Forum Moderators: Robert Charlton & goodroi
I need your advice. Let's say you decided to add a component to your site that's best implemented by adding lots (1000's) of algorithmically-generated pages to your site. Let's say they are all technical data tables. These pages, obviously don't carry much weight as far as search engines are concerned, but having them in the right places is *really* what the users of the site need.
How would you do it without angering Google and incurring some sort of crazy penalty? Assuming you do NOT actually need them in Google index (or at least don't care).
I was thinking of the following way: the pages are generated and placed in a special directory /auto-gen-pages/ after which the directory is closed for spidering in robots.txt. Seems like a nice solution, right? Only I have one fear: my site is still going to have links going into this directory. Would some penalizing algorithm then decide that I am up to something no good because I have tons links pointing to a "closed" directory? (Which I assume could be a sign of a commercial redirect or something like that?)

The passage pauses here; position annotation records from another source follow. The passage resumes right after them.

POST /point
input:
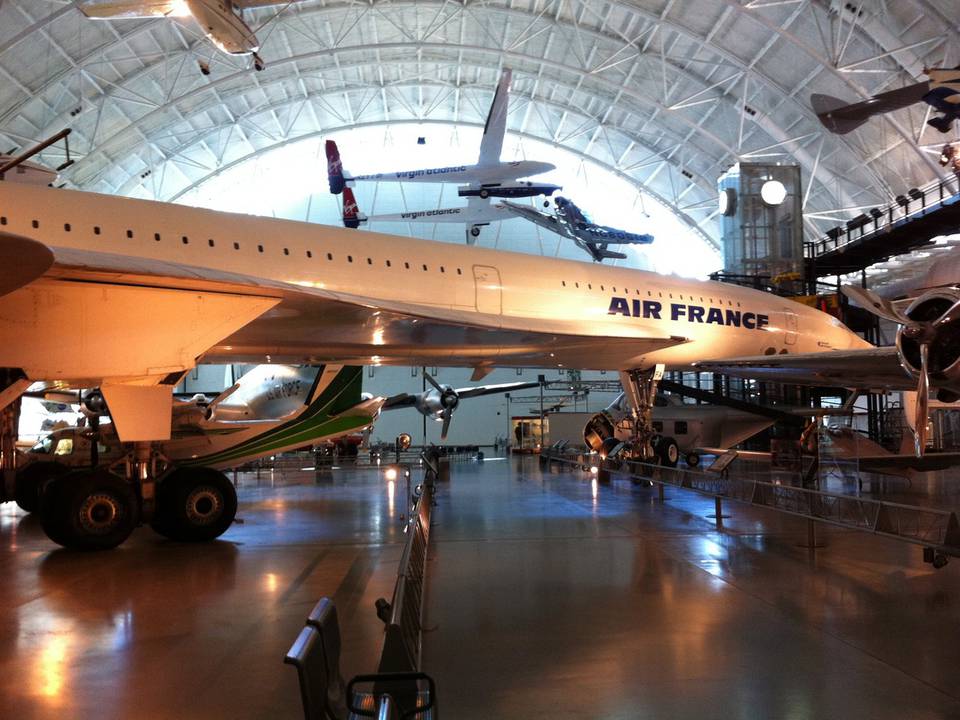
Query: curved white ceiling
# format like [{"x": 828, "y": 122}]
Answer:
[{"x": 666, "y": 93}]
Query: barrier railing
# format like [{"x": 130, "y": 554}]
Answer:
[
  {"x": 938, "y": 531},
  {"x": 401, "y": 647}
]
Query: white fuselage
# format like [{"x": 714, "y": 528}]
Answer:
[
  {"x": 219, "y": 23},
  {"x": 479, "y": 213},
  {"x": 478, "y": 287},
  {"x": 462, "y": 174}
]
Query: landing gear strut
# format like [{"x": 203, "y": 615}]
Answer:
[{"x": 640, "y": 387}]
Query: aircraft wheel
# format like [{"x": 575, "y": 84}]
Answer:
[
  {"x": 608, "y": 447},
  {"x": 89, "y": 510},
  {"x": 668, "y": 452},
  {"x": 30, "y": 480},
  {"x": 195, "y": 505}
]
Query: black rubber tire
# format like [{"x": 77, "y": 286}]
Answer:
[
  {"x": 668, "y": 451},
  {"x": 89, "y": 510},
  {"x": 30, "y": 481},
  {"x": 195, "y": 505}
]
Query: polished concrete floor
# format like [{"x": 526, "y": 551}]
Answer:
[{"x": 550, "y": 596}]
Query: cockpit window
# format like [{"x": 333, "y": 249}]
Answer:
[
  {"x": 43, "y": 446},
  {"x": 64, "y": 447}
]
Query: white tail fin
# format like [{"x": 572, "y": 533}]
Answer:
[{"x": 496, "y": 126}]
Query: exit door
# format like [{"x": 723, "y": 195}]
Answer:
[
  {"x": 790, "y": 322},
  {"x": 487, "y": 282}
]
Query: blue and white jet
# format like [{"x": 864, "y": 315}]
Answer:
[
  {"x": 489, "y": 178},
  {"x": 569, "y": 221}
]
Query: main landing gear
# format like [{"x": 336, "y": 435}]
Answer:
[
  {"x": 96, "y": 509},
  {"x": 625, "y": 430}
]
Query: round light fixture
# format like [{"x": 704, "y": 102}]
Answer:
[
  {"x": 772, "y": 192},
  {"x": 727, "y": 202}
]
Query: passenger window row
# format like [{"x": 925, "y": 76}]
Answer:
[
  {"x": 626, "y": 291},
  {"x": 67, "y": 227}
]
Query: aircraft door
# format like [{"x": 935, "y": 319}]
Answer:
[
  {"x": 488, "y": 289},
  {"x": 792, "y": 328}
]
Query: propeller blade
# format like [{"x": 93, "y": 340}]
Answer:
[
  {"x": 949, "y": 316},
  {"x": 923, "y": 398},
  {"x": 869, "y": 300},
  {"x": 433, "y": 382}
]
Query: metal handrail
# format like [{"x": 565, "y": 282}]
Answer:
[
  {"x": 402, "y": 644},
  {"x": 890, "y": 214}
]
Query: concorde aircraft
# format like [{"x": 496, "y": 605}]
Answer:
[
  {"x": 569, "y": 221},
  {"x": 220, "y": 20},
  {"x": 490, "y": 177},
  {"x": 270, "y": 410},
  {"x": 128, "y": 295}
]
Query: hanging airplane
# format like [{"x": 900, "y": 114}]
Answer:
[
  {"x": 270, "y": 410},
  {"x": 570, "y": 222},
  {"x": 220, "y": 20},
  {"x": 128, "y": 295},
  {"x": 941, "y": 92},
  {"x": 489, "y": 177},
  {"x": 476, "y": 214}
]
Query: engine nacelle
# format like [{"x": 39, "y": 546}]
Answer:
[
  {"x": 943, "y": 340},
  {"x": 598, "y": 429},
  {"x": 432, "y": 402}
]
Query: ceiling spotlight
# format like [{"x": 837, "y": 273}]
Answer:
[{"x": 773, "y": 193}]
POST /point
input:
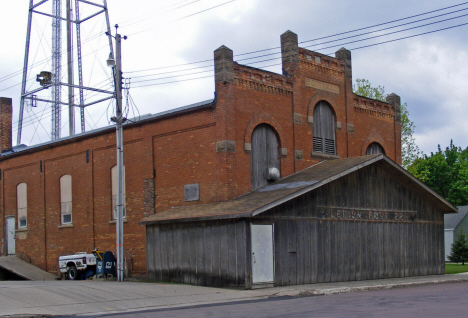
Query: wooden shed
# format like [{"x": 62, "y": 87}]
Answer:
[{"x": 340, "y": 220}]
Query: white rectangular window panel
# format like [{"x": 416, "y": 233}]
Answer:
[
  {"x": 22, "y": 204},
  {"x": 66, "y": 198},
  {"x": 11, "y": 236},
  {"x": 448, "y": 235},
  {"x": 262, "y": 254},
  {"x": 114, "y": 192}
]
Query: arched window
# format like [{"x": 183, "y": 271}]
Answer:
[
  {"x": 324, "y": 129},
  {"x": 114, "y": 192},
  {"x": 22, "y": 204},
  {"x": 265, "y": 154},
  {"x": 66, "y": 199},
  {"x": 375, "y": 148}
]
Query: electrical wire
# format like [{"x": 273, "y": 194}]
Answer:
[{"x": 411, "y": 36}]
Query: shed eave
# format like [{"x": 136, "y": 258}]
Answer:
[
  {"x": 314, "y": 186},
  {"x": 148, "y": 221},
  {"x": 451, "y": 208}
]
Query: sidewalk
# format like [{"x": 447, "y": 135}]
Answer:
[{"x": 104, "y": 297}]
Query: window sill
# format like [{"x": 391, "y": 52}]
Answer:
[
  {"x": 323, "y": 156},
  {"x": 63, "y": 226},
  {"x": 115, "y": 221}
]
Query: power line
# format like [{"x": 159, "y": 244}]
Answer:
[{"x": 325, "y": 37}]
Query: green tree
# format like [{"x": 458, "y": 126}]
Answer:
[
  {"x": 446, "y": 172},
  {"x": 409, "y": 149},
  {"x": 459, "y": 251}
]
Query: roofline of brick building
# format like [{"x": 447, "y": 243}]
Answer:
[{"x": 23, "y": 149}]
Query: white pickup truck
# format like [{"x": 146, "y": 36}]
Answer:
[{"x": 81, "y": 261}]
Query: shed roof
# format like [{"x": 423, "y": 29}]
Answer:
[
  {"x": 269, "y": 196},
  {"x": 451, "y": 221}
]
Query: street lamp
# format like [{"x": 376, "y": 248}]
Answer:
[{"x": 119, "y": 120}]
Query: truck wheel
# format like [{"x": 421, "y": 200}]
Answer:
[{"x": 72, "y": 273}]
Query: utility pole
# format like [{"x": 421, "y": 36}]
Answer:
[
  {"x": 71, "y": 110},
  {"x": 119, "y": 120}
]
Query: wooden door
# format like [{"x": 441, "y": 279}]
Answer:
[
  {"x": 262, "y": 254},
  {"x": 324, "y": 129},
  {"x": 11, "y": 236},
  {"x": 264, "y": 154}
]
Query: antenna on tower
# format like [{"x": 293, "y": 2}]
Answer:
[{"x": 53, "y": 78}]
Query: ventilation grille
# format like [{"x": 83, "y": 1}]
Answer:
[
  {"x": 329, "y": 146},
  {"x": 317, "y": 144}
]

Another way I was thinking was letting them spider the pages, but making sure the links are "nofollow". I am totally honest, right - I don't even want Google to take my own pages into consideration. Then again, I seem to remember a certain excessively powerful individual named "Matt" say something along the lines of that all links marked "nofollow" are considered paid links and treated as such. Well, I am not selling links, I just don't want Google to assign any weight to them! I don't want them to penalize my site for selling links (especially when it's not true!)
Finally, there's the option "just put it out there, don't worry about anything". However, my intuition tells me I am almost certain to get penalized for adding hundreds and even thousands of pages quickly.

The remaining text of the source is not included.